Exercise capacity after PVI

MILAN, ITALY. According to the Italian National Eligibility Guidelines for Continuing Sport Participation, patients with symptomatic atrial fibrillation and those on anticoagulation are prohibited from participating in competitive sports. Thus, it is of considerable interest to establish whether competitive athletes with afib can meet eligibility requirements after a successful pulmonary vein ablation (PVI). Researchers at the University of Milan now report on a clinical trial to determine this.

The trial involved 20 male athletes (average age of 44 years) who, after participating in competitive sports (cycling, long-distance running, soccer, and skiing) for an average of 25 years, had been disqualified because of symptomatic lone AF. Fourteen (70%) of the athletes experienced paroxysmal LAF, while the remaining 6 had the persistent variety. The study participants had suffered from afib for an average of 3 years and had failed 3 or 4 antiarrhythmic drugs (quinidine, flecainide, propafenone, and sotalol). They often experienced episodes during training. The impact of afib on the physical performance of the athletes was assessed by comparing pre-ablation maximal exercise performance (MEP) with post-ablation MEP, as well as with the average MEP measured in a group of matched athletes without AF.

All study participants underwent a segmental PVI accompanied by a flutter ablation, if indicated. At least 3 months after the first procedure, all participants underwent a planned second electrophysiology study and re-isolation of veins that had regained conductivity. The researchers noted that 81% of 77 veins isolated during the first procedure had regained some conductivity. Five patients (25%) needed a third procedure to achieve complete isolation. During a 3-year follow-up, 90% of the group were free of afib without the use of antiarrhythmics, and the remaining 2 patients were still experiencing infrequent, short episodes. All study participants were able to resume full training and met eligibility requirements 6 months after their final procedure.

The athletes underwent stress testing pre- and post-ablation. Prior to the first ablation the average MEP was 183 W with athletes experiencing afib during the stress test having a lower MEP (176 W) than those remaining in normal sinus rhythm (207 W). After the final ablation the average MEP in the group was 218 W, still somewhat lower than the average 231 W recorded among matched athletes who had never experienced AF. It is of interest to note that 65% of study participants went into afib during training indicating adrenergic dominance, while at the same time 78% experienced episodes at night indicating vagal dominance.

In an accompanying editorial, Dr. Rachel Lampert of the Yale University School of Medicine gives an elegant explanation for this seeming paradox. Says Dr. Lampert,

  • “Data have also shown that sympathetic stimulation decreases atrial effective refractory period. Most relevant to the situation of the trained athlete are studies demonstrating that sympathetic activation acts synergistically with vagal stimulation to shorten the atrial refractory period further than either branch of the autonomic nervous system acting alone.”

  • “These findings imply that while both adrenergic and vagal activity can induce AF, the interaction between high levels of sympathetic and parasympathetic activity is particularly arrhythmogenic, a situation analogous to intense exercise in the trained athlete.”
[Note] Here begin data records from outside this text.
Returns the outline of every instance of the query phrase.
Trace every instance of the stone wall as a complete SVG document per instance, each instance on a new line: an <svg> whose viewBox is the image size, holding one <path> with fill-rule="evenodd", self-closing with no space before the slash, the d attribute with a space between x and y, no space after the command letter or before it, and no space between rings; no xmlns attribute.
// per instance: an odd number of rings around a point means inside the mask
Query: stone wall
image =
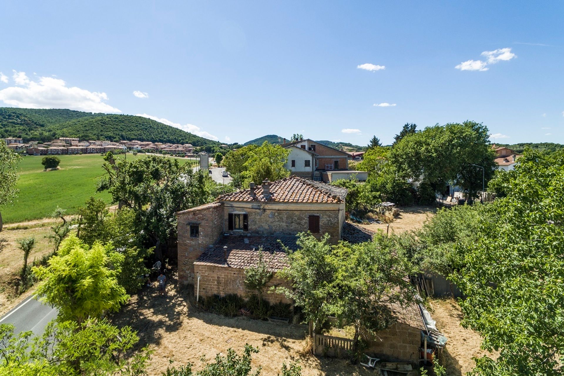
<svg viewBox="0 0 564 376"><path fill-rule="evenodd" d="M213 265L194 265L195 278L194 283L194 295L197 294L198 276L200 276L200 295L208 297L214 294L221 296L228 294L236 294L245 297L248 291L245 288L245 269L236 268L215 266ZM271 286L287 285L285 280L274 277L270 280L265 289L267 291ZM271 303L279 302L292 303L281 294L265 294L265 299Z"/></svg>
<svg viewBox="0 0 564 376"><path fill-rule="evenodd" d="M193 263L223 232L223 205L213 202L177 214L178 231L178 281L194 283ZM190 224L199 225L197 237L190 237Z"/></svg>
<svg viewBox="0 0 564 376"><path fill-rule="evenodd" d="M378 338L371 342L367 353L390 361L418 364L421 329L395 322L377 333Z"/></svg>
<svg viewBox="0 0 564 376"><path fill-rule="evenodd" d="M345 205L339 204L296 204L285 202L226 202L223 228L229 228L230 213L248 215L249 235L276 235L307 231L309 216L319 215L320 237L327 233L330 241L336 243L341 238L345 218ZM240 234L240 232L232 232Z"/></svg>

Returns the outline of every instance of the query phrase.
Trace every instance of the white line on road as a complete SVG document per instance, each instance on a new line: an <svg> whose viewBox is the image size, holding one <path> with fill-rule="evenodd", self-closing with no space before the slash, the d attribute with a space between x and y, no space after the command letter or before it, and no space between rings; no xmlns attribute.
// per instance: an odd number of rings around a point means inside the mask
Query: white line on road
<svg viewBox="0 0 564 376"><path fill-rule="evenodd" d="M28 303L28 302L29 302L29 300L32 300L32 299L33 299L33 297L32 297L31 298L30 298L28 300L25 300L25 302L24 302L24 304L21 304L21 306L20 306L17 308L16 308L15 309L14 309L14 311L12 311L10 313L9 313L7 315L6 315L5 316L4 316L4 317L3 319L2 319L1 320L0 320L0 322L2 322L5 320L6 320L8 317L9 317L12 315L12 313L13 313L14 312L16 312L16 311L17 311L18 309L19 309L20 308L21 308L22 307L23 307L24 306L25 306L27 303Z"/></svg>

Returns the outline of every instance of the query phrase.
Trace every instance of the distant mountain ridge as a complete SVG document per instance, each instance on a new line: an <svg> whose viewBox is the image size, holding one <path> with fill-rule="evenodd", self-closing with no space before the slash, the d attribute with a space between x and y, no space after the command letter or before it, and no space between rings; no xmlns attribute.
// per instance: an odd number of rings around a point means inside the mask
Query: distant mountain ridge
<svg viewBox="0 0 564 376"><path fill-rule="evenodd" d="M267 135L266 136L263 136L262 137L259 137L258 138L256 138L254 140L251 140L250 141L247 141L246 143L243 144L243 145L246 146L247 145L250 145L251 144L254 144L254 145L262 145L265 141L267 141L271 144L281 145L284 143L284 138L280 137L277 135ZM290 142L290 139L286 139L286 142ZM358 145L353 145L352 144L348 142L333 142L327 140L316 141L315 142L318 142L320 144L333 148L334 149L340 150L342 148L347 152L359 152L366 149L365 147L359 146Z"/></svg>
<svg viewBox="0 0 564 376"><path fill-rule="evenodd" d="M194 146L220 144L141 116L0 107L0 138L7 137L21 138L25 141L77 137L81 140L138 140Z"/></svg>

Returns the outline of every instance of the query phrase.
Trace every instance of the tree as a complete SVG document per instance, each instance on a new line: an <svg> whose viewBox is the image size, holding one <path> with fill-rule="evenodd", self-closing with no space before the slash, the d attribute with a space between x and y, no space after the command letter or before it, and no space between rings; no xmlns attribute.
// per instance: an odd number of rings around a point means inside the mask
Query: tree
<svg viewBox="0 0 564 376"><path fill-rule="evenodd" d="M0 206L8 205L17 197L19 190L16 183L19 176L16 173L17 163L21 157L0 139ZM2 213L0 213L0 231L2 229Z"/></svg>
<svg viewBox="0 0 564 376"><path fill-rule="evenodd" d="M290 143L296 142L296 141L301 141L303 139L303 135L298 134L297 133L294 133L292 135L292 138L290 139Z"/></svg>
<svg viewBox="0 0 564 376"><path fill-rule="evenodd" d="M201 371L194 373L192 370L192 365L188 363L180 367L168 367L162 376L259 376L261 368L252 372L251 357L253 353L258 352L258 347L246 344L242 355L238 355L232 348L227 349L226 356L218 354L215 362L206 362L205 366ZM204 358L202 361L205 361ZM295 363L290 363L287 366L282 364L282 376L300 376L301 368Z"/></svg>
<svg viewBox="0 0 564 376"><path fill-rule="evenodd" d="M124 255L111 245L95 242L89 247L71 235L48 266L34 268L42 280L36 295L56 307L61 320L80 324L100 317L129 298L117 280L123 263Z"/></svg>
<svg viewBox="0 0 564 376"><path fill-rule="evenodd" d="M259 307L262 302L266 284L272 278L272 272L268 271L268 266L265 262L262 247L258 249L257 264L245 269L245 287L247 290L256 293L258 295Z"/></svg>
<svg viewBox="0 0 564 376"><path fill-rule="evenodd" d="M248 187L251 182L260 184L266 179L272 182L290 176L290 171L284 168L289 153L287 149L265 141L245 162L244 186Z"/></svg>
<svg viewBox="0 0 564 376"><path fill-rule="evenodd" d="M468 295L462 324L497 359L476 359L473 375L562 374L564 362L564 152L526 151L498 176L505 197L486 205L475 241L461 243L454 281Z"/></svg>
<svg viewBox="0 0 564 376"><path fill-rule="evenodd" d="M370 139L370 143L368 144L368 149L369 150L373 148L376 148L379 146L382 146L382 143L380 142L380 139L375 135L372 136L372 138Z"/></svg>
<svg viewBox="0 0 564 376"><path fill-rule="evenodd" d="M320 333L323 323L333 312L337 297L334 280L338 267L325 234L320 240L308 233L298 234L298 250L287 250L290 266L277 275L287 279L289 287L276 288L302 308L306 322L314 322Z"/></svg>
<svg viewBox="0 0 564 376"><path fill-rule="evenodd" d="M142 376L150 351L126 356L139 337L129 326L118 329L105 319L53 321L31 339L31 331L14 335L14 326L0 324L0 374L23 376ZM129 354L127 354L129 355Z"/></svg>
<svg viewBox="0 0 564 376"><path fill-rule="evenodd" d="M418 193L422 202L434 202L435 192L444 192L449 184L474 197L482 189L482 174L470 165L484 167L485 183L493 175L495 153L489 136L487 127L473 121L428 127L396 143L390 162L402 178L420 182Z"/></svg>
<svg viewBox="0 0 564 376"><path fill-rule="evenodd" d="M58 157L55 156L47 156L43 157L41 160L41 164L47 169L56 169L59 167L59 163L61 163L61 160Z"/></svg>
<svg viewBox="0 0 564 376"><path fill-rule="evenodd" d="M413 286L406 280L415 270L402 246L398 237L377 233L373 241L341 242L335 247L339 268L335 312L354 328L355 349L361 334L370 339L393 321L391 307L403 308L415 301Z"/></svg>
<svg viewBox="0 0 564 376"><path fill-rule="evenodd" d="M17 241L17 247L24 253L24 266L21 268L21 273L24 275L27 273L28 258L35 247L35 238L29 237L20 239Z"/></svg>
<svg viewBox="0 0 564 376"><path fill-rule="evenodd" d="M396 135L394 136L394 143L393 145L397 144L407 135L411 135L417 132L417 131L416 129L417 127L417 126L413 123L406 123L402 128L402 130L400 131L399 134Z"/></svg>
<svg viewBox="0 0 564 376"><path fill-rule="evenodd" d="M46 235L45 237L49 239L49 241L52 241L55 244L55 249L54 251L55 254L59 251L59 246L61 244L61 242L67 237L67 236L69 235L70 232L70 224L67 223L67 220L65 219L64 213L65 210L59 207L58 206L55 211L51 213L51 216L54 218L60 218L63 223L58 223L54 226L51 227L51 231L52 233L48 235Z"/></svg>

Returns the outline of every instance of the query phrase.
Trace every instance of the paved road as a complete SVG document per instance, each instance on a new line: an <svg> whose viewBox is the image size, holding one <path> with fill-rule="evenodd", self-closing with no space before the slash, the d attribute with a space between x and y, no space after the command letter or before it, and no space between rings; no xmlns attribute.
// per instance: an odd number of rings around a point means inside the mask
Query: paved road
<svg viewBox="0 0 564 376"><path fill-rule="evenodd" d="M45 331L45 326L57 317L57 310L28 298L0 319L0 324L13 324L14 333L31 330L36 335Z"/></svg>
Furlanello, F, et al. Radiofrequency catheter ablation of atrial fibrillation in athletes referred for disabling symptoms preventing usual training schedule and sport competition. Journal of Cardiovascular Electrophysiology, published online, February 8, 2008
Lampert, R. Atrial fibrillation in athletes: toward more effective therapy and better understanding. Journal of Cardiovascular Electrophysiology, published online, March 21, 2008

Editor’s comment: It is clearly of great comfort to competitive athletes that it is possible to restore their ability to compete through extensive pulmonary vein isolation. Whether they will achieve their full pre-afib capacity is open to question since the average MEP after ablation was still only 218 W as compared to the 231 W measured in a group of matched non-afib athletes. The observation that intense exercise increases activation of both the sympathetic (adrenergic) and parasympathetic (vagal) nervous system resulting in a shortened atrial refractory period is of particular interest in explaining why competing athletes are more prone to developing lone afib than are less intense exercisers. Finally, the finding that 81% of ablated veins had regained some conductivity after the initial ablation goes a long way toward explaining the now quite common need for a “touch-up” ablation.